I agree Dot, it makes all his shots look, well, better than life but not "fake" either.


----------



## John M (Feb 16, 2010)

KyushuCalanthe said:


> I agree Dot, it makes all his shots look, well, better than life but not "fake" either.



Thanks very much for your nice comments. I use only natural daylight in the greenhouse...never use a flash. I normally take photos in the mid to late afternoon, when the sun is not so harsh. I actually prefer an overcast day for photos, rather than a clear sunny one. Sometimes, I hold up a piece of styrofoam to reflect light into a dark/shadowed area to even out the light.


----------



## SlipperFan (Feb 16, 2010)

Yes -- diffuse light is the best!


----------



## cnycharles (Feb 16, 2010)

John M said:


> Hmmm....interesting? Did your friend take a photo? Would he allow you to post it? Regardless, we'll all look forward to you blooming your plant and seeing your photos. Good luck!



I don't think he took pictures, but I could ask (he's moved out of state), someone else may have taken some. I could though email him the link to the thread/pictures here and see if he remembers if his were similar or not. 

Wish my plant to grow a little faster; it's been quite a while for it to get to this size, but it finally has it's fourth growth just starting (it helps to not let it dry out and my finding out that longifolium loves wet feet has made a world of difference)


----------



## John M (Feb 16, 2010)

cnycharles said:


> I don't think he took pictures, but I could ask (he's moved out of state), someone else may have taken some.

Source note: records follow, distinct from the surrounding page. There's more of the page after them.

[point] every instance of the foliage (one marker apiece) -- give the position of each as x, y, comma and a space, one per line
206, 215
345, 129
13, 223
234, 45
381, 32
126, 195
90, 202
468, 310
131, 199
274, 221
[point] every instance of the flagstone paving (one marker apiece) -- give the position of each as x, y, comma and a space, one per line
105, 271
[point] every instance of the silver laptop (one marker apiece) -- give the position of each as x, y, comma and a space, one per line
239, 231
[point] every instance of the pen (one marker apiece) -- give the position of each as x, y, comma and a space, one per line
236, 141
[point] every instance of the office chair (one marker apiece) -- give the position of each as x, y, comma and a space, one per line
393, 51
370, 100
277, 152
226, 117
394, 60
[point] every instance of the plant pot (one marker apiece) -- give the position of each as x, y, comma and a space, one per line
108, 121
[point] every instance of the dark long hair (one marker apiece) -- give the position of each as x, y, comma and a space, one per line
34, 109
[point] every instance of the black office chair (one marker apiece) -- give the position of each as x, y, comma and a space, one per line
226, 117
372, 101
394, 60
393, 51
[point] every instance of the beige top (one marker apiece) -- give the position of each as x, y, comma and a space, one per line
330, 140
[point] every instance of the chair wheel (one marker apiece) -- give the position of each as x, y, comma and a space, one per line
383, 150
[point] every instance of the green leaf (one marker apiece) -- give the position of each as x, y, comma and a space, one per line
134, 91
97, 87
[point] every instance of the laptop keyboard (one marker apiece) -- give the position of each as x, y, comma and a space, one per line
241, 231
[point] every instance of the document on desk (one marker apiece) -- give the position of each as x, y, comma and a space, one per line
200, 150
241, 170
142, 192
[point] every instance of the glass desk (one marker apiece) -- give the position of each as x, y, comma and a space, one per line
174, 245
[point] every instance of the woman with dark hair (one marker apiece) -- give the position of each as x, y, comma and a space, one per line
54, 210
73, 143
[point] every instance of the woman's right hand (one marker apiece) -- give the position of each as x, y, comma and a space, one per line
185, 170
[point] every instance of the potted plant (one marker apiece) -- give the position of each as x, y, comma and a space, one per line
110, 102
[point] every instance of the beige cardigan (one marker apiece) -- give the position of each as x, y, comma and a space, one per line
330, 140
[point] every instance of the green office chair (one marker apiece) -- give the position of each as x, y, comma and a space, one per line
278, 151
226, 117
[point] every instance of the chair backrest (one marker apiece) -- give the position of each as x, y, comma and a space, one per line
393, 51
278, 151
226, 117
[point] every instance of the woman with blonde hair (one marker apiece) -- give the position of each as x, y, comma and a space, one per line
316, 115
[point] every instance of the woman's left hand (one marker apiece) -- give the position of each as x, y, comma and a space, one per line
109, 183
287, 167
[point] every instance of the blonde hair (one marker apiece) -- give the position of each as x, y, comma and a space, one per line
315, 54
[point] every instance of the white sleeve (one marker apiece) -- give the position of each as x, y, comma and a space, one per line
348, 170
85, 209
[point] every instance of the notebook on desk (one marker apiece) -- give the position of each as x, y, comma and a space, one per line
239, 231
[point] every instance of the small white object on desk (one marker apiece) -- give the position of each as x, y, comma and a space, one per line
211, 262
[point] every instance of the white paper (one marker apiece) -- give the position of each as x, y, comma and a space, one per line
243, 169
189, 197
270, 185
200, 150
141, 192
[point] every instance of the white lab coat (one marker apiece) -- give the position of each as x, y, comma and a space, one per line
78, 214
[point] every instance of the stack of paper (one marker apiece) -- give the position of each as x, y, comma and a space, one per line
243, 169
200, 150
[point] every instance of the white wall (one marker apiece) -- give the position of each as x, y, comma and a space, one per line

I could though email him the link to the thread/pictures here and see if he remembers if his were similar or not. *Thanks. It would be interesting to know....even better if he, or somebody else took a photo that we could see.*
> 
> Wish my plant to grow a little faster; it's been quite a while for it to get to this size, but it finally has it's fourth growth just starting (it helps to not let it dry out and my finding out that longifolium loves wet feet has made a world of difference) *Yes, longifolium is a water hog. This plant is as well. Wendy kept it in a puddle in her warm/dry grow room; but, I just water often and heavily. It never dries out and is usually wet and it seems to really like it that way.*


..


----------



## cnycharles (Feb 28, 2010)

I received a reply from Jeff; he says that he did take pictures of his plant but he hasn't been able to track down the pictures (he's moved twice and is still looking for a new house). He looked at the pictures here via a link I emailed him, and he said that the flowers on his plant looked identical to them and others that are labeled as tetzlaffianum. The one thing he pointed out was that the staminode on his flowers were bronze in color and that this is very unusual for most phrags. He remembered also buying it as a 'longifolium seedling' from rice's as I did.

So, since mine is a flask sibling of his now inactive plant, here's hoping it keeps growing and flowers soon!

the flowers in your pictures are very nice, glad they survived the freeze; can't wait to hopefully have some that look like them....


----------



## John M (Feb 28, 2010)

Thanks for the extra info and the nice comments. Good luck with your seedling!


----------